The instructions below show you how to serve our models locally.
Installing the vLLM
Use the instructions provided by vLLM to install the vLLM.
https://docs.vllm.ai/en/latest/getting_started/installation/index.html
(we use version 0.8.4 and cuda 12.8, which we installed with pip install vllm==0.8.4 --extra-index-url https://download.pytorch.org/whl/cu128
)
pip install "transformers<4.53.0" to get the correct version of transformers
Serving a model
You can either serve a single model or multiple models.
Serving a single model
This is how you serve our Holo models:
vllm serve Hcompany/Holo1-3B --port 8081
In this case the server address and api-key will default to:
openai_api_key = "EMPTY"
openai_api_base = "http://localhost:8081/v1"
You can test it out with this example (adapted from the vLLM Quickstart guide)
curl http://localhost:8081/v1/chat/completions -H "Content-Type: application/json" -d '{
"model": "Hcompany/Holo1-3B",
"messages": [
{"role": "system", "content": "You are a helpful assistant."},
{"role": "user", "content": "Who won the world series in 2020?"}
]
}'
The above request should return:
{
"id":"chatcmpl-7ee08d9882c44adbac1872c9073d81da",
"object":"chat.completion",
"created":1751378545,
"model":"Hcompany/Holo1-3B",
"choices":[
{
"index":0,
"message":{
"role":"assistant",
"reasoning_content":null,
"content":"The New York Yankees won the World Series in 2020.",
"tool_calls":[]},
"logprobs":null,
"finish_reason":"stop",
"stop_reason":null
}
],
"usage":{
"prompt_tokens":31,
"total_tokens":47,
"completion_tokens":16,
"prompt_tokens_details":null
},
"prompt_logprobs":null}
Serving more than one model
This is only necessary if you want different components of your agent to use different models that you also happen to host localyl. In this case, you will need more than one GPU as the memory requirements per model is likely to exceed the memory of one GPU. To achieve this, we limit the visible GPUs to the one we want to use. We also need to give each model its own port using --port
, in order for the requests to be routed correctly.

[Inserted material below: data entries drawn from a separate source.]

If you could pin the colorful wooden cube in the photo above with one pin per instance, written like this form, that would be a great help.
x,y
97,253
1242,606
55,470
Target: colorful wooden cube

Step 1: Launch the first model
Run the following command in your terminal to start the first model server:
CUDA_VISIBLE_DEVICES=0 vllm serve Hcompany/Holo1-3B --port 8081
Step 2: Launch the second model
Run the following command in your terminal to start the second model server:
# this launches the second model
CUDA_VISIBLE_DEVICES=1 vllm serve Hcompany/Holo1-7B --port 8082
# query the first model
curl http://localhost:8081/v1/chat/completions -H "Content-Type: application/json" -d '{
"model": "Hcompany/Holo1-3B",
"messages": [
{"role": "system", "content": "You are a helpful assistant."},
{"role": "user", "content": "Who won the world series in 2020?"}
]
}'
# query the second model model
curl http://localhost:8082/v1/chat/completions -H "Content-Type: application/json" -d '{
"model": "Hcompany/Holo1-7B",
"messages": [
{"role": "system", "content": "You are a helpful assistant."},
{"role": "user", "content": "Who won the world series in 2020?"}
]
}'
ModificationsYou can adjust things like tensor and pipeline-parallelism, among other things, to tweak the inference speed of your model(s). Please refer to the vLLM documentation for more details.